Africa experiences vibrant Christianity but shows ecumenical deficit

While successive waves of missionaries from different Christian denominations over centuries have divided African converts among the different branches of Christianity (leaving aside the impact of African Initiated Churches independent from missionary denominations), ecumenical institutional initiatives remain “generally unknown in parishes, Christian groups and families,” writes Josée Ngalula in La Croix International (January 24). Ngalula, a Religious Sister of Saint Andrew in the Democratic Republic of Congo and the first African woman ever to be appointed to the Vatican-sponsored International Theological Commission, writes that while there has been a legacy of antagonism based on membership in different churches, the ecumenical movement has had a positive impact on peaceful relations between denominations.

African Megachurch: The Kwasizabantu auditorium in Zululand seats 10000 worshipers (source: Thomas
Scarborough / Public Domain Pictures).

“African Catholics, Orthodox, Protestants and Anglicans…maintain several ecumenical projects and associations in the areas of social work, Bible translation and theological cooperation” and experience “confessional fraternization” during the Week of Prayer for Christian Unity, Ngalula writes.
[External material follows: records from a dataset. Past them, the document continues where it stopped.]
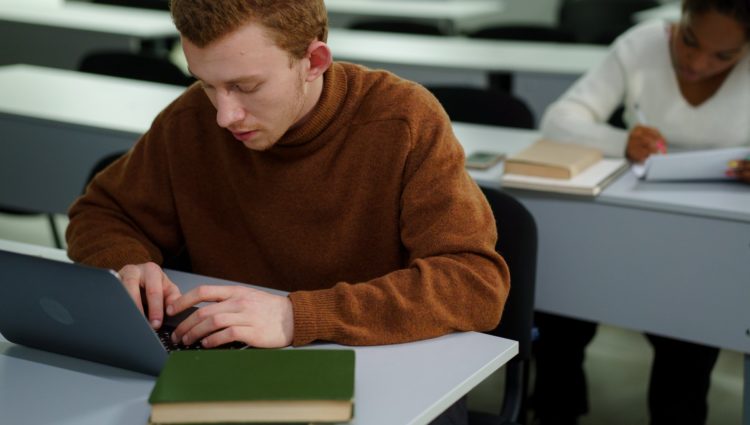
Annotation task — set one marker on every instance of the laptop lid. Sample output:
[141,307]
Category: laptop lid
[75,310]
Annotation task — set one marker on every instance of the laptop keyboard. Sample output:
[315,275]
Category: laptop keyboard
[165,336]
[170,323]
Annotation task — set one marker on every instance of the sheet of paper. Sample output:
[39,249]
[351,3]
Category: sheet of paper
[710,164]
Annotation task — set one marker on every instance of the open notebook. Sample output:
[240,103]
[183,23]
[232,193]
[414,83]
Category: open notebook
[709,164]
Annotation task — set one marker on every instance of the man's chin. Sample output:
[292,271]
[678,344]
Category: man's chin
[257,145]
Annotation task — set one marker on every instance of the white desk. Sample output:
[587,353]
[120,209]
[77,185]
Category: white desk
[451,15]
[57,124]
[671,259]
[59,34]
[395,384]
[668,258]
[542,71]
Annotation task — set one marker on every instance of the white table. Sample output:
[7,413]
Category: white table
[394,384]
[59,34]
[542,71]
[671,259]
[451,15]
[59,123]
[667,258]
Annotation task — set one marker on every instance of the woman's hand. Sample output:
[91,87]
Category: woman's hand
[644,141]
[740,169]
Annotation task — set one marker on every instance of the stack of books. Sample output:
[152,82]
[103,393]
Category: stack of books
[561,167]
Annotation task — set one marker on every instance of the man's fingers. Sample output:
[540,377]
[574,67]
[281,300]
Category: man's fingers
[154,289]
[130,278]
[203,293]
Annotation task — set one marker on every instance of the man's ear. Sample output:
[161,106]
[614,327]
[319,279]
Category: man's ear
[320,59]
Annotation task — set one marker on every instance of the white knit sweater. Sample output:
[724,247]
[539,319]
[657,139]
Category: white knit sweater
[638,70]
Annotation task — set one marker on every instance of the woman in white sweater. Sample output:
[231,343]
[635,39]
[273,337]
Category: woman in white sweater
[683,86]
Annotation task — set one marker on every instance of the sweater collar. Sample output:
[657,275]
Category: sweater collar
[325,111]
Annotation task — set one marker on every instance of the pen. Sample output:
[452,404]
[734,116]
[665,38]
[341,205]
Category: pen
[642,120]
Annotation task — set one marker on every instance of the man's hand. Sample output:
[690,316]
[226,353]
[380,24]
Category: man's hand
[157,287]
[644,141]
[257,318]
[740,169]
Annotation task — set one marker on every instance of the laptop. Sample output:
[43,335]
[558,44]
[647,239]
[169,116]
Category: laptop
[80,311]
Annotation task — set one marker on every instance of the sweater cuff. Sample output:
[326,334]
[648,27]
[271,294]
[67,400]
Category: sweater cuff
[314,316]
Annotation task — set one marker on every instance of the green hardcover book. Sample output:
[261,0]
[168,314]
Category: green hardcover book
[254,386]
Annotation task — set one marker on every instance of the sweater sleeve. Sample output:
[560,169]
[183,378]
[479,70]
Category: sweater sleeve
[127,211]
[453,279]
[581,114]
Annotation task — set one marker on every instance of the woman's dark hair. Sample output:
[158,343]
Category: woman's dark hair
[737,9]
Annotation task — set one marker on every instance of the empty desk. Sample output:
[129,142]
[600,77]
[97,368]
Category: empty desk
[56,124]
[451,16]
[60,34]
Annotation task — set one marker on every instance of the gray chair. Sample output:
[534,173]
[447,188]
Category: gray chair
[517,243]
[484,106]
[599,21]
[144,66]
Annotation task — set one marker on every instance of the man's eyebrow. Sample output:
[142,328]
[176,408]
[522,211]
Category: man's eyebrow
[238,80]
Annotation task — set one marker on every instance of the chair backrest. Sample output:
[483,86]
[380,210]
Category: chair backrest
[599,21]
[401,26]
[517,243]
[137,66]
[524,33]
[484,106]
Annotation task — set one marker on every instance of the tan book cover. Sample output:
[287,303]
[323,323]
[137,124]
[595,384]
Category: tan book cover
[549,159]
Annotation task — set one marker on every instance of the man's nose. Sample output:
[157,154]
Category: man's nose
[228,110]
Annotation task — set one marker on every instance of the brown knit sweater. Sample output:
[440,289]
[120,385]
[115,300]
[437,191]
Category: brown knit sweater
[364,213]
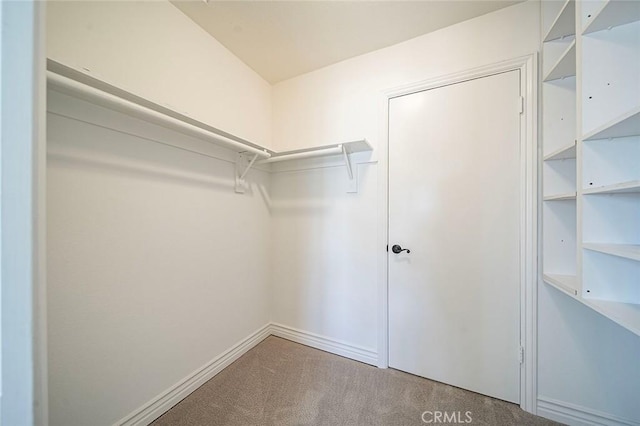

She adds that Pentecostal denominations mostly refuse to join, except in the case of prayers for peace initiated by civil authorities. However, she argues that the peaceful relations between mainline denominations are not developing into “any concern for the organic unity of all Christians.” Denominational migration is widespread in Africa, and these easy moves from one church to another result in a majority of Christian families on the continent being multidenominational, in turn resulting in debates and sometimes fights amongst themselves about what is “true” or “effective.” Ngalula concludes that the need for doctrinal ecumenical dialogue is urgent in Africa and that such dialogue needs to pay attention to these specific African circumstances.